(Some of) What I’ve learned from working with culturally specific nonprofits through CBPR
Over the last two years I’ve had the opportunity to utilize what I’ve learned being in an Applied Social & Community Psychology PhD program to engage with culturally-specific nonprofits towards action research. In this work, I engaged with almost two dozen community organizations who target services to underserved communities.
Prior community engagement matters
I had been previously involved with community organizations as an active member of Black Lives Matter Portland, where I had the opportunity to collaborate with many other racial and other social justice organizations on events, programs, and campaigns. From this work, I had previously made connections and relationships with others locally working for similar causes outside of academia and research. Because of my prior engagement, when approaching culturally-specific nonprofits to collaborate on the current projects, trust had already been established and the buy-in process was much easier.
Including many people may be time consuming, but is well worth it
For these projects we engaged with a Community-Based Participatory Research (CBPR) approach. We directly engaged community members across the state as leads by working with them during the design of the study, participant recruitment, focus group moderation, and member checking process.
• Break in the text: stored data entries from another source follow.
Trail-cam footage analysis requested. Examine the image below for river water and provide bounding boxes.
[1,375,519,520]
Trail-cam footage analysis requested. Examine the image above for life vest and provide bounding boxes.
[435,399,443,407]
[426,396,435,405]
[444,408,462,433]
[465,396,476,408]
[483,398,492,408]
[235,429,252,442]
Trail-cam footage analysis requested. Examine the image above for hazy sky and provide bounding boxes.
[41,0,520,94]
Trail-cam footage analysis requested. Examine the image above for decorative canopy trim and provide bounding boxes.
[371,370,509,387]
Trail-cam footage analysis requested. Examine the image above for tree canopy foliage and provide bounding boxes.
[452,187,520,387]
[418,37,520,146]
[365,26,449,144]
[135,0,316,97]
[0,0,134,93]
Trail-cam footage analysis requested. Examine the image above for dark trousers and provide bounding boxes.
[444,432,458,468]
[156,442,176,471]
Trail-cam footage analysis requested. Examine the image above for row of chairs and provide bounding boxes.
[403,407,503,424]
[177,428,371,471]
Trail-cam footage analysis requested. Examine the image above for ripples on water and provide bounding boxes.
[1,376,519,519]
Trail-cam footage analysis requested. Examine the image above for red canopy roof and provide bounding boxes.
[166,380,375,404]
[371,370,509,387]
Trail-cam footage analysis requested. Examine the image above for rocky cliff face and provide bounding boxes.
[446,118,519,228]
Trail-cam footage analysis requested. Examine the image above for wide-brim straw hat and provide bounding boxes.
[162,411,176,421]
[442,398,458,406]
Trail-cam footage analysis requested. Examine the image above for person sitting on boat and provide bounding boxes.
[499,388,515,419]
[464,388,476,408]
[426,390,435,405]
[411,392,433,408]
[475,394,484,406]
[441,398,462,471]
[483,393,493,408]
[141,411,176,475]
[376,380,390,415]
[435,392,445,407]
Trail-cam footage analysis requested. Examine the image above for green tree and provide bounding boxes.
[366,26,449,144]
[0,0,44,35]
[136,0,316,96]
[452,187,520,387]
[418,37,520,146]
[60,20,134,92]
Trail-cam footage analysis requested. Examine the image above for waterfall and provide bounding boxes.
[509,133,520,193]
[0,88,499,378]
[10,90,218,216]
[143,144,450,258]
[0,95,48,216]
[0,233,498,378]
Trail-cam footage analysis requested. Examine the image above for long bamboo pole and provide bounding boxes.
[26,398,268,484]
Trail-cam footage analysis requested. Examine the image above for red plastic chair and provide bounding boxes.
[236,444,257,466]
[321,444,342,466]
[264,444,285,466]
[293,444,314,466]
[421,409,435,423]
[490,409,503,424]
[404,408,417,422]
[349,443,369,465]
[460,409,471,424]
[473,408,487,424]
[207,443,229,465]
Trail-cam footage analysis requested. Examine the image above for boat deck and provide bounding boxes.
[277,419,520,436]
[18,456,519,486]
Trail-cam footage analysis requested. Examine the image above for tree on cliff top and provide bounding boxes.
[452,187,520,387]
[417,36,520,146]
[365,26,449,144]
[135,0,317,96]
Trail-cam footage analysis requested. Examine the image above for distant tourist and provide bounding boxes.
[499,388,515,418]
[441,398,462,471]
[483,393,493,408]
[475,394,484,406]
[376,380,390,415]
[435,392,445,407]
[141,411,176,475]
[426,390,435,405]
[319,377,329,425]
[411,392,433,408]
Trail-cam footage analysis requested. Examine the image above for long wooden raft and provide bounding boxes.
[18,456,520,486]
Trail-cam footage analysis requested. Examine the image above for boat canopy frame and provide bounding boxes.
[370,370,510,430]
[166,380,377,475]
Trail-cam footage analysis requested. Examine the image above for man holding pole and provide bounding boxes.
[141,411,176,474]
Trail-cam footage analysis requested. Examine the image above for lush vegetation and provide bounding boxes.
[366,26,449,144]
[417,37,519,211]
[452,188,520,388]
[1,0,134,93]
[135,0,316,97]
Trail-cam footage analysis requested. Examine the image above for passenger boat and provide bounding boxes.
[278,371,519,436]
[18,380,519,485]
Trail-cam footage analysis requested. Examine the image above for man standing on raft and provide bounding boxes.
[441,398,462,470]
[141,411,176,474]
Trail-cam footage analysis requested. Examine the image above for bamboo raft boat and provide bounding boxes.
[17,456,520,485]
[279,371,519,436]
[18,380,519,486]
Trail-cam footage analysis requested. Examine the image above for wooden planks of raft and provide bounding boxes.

This approach was more time consuming and took much more coordination, but by taking a CBPR approach we were able to gain insight that informed both the study’s procedures and analysis, adding to the validity of the results.
Be prepared to speak to non-academic audiences about the research
Both during the design of the projects and months afterwards, I received many requests from various public institutions and community organizations to speak on panels, deliver workshops, and present findings related to my work with communities. These were and continue to be great opportunities to share the work done, advocate for local actions, develop presentation skills outside of the academy, and to deepen relationships and trust within the community.
Transparency of positionality matters
In academic settings we are too often not encouraged to state our positionality. Culturally specific community organizations differ in these values and want to know about you as a person, rather than just as an “objective” researcher.
Make material accessible to those outside academia
Action research often has more stakeholders, as individuals and organizations are interested in the practicality and usefulness of the procedures, data, and results. Two ways that I was better able to make the studies accessible were by 1) Organizing all resources and documents in a way that is easily shareable, such as on Google Drive, and 2) Framing and disseminating results in ways that are practical for both community partners and, if the final reports are made public, beyond.
We all have a lot to learn
Even if you are a member of the community, it is important to not ever attempt to speak for them or assume that your views and goals are the collective views and goals. The learning process that occurs when working with community organizations should be fully embraced to produce better research and become a better researcher.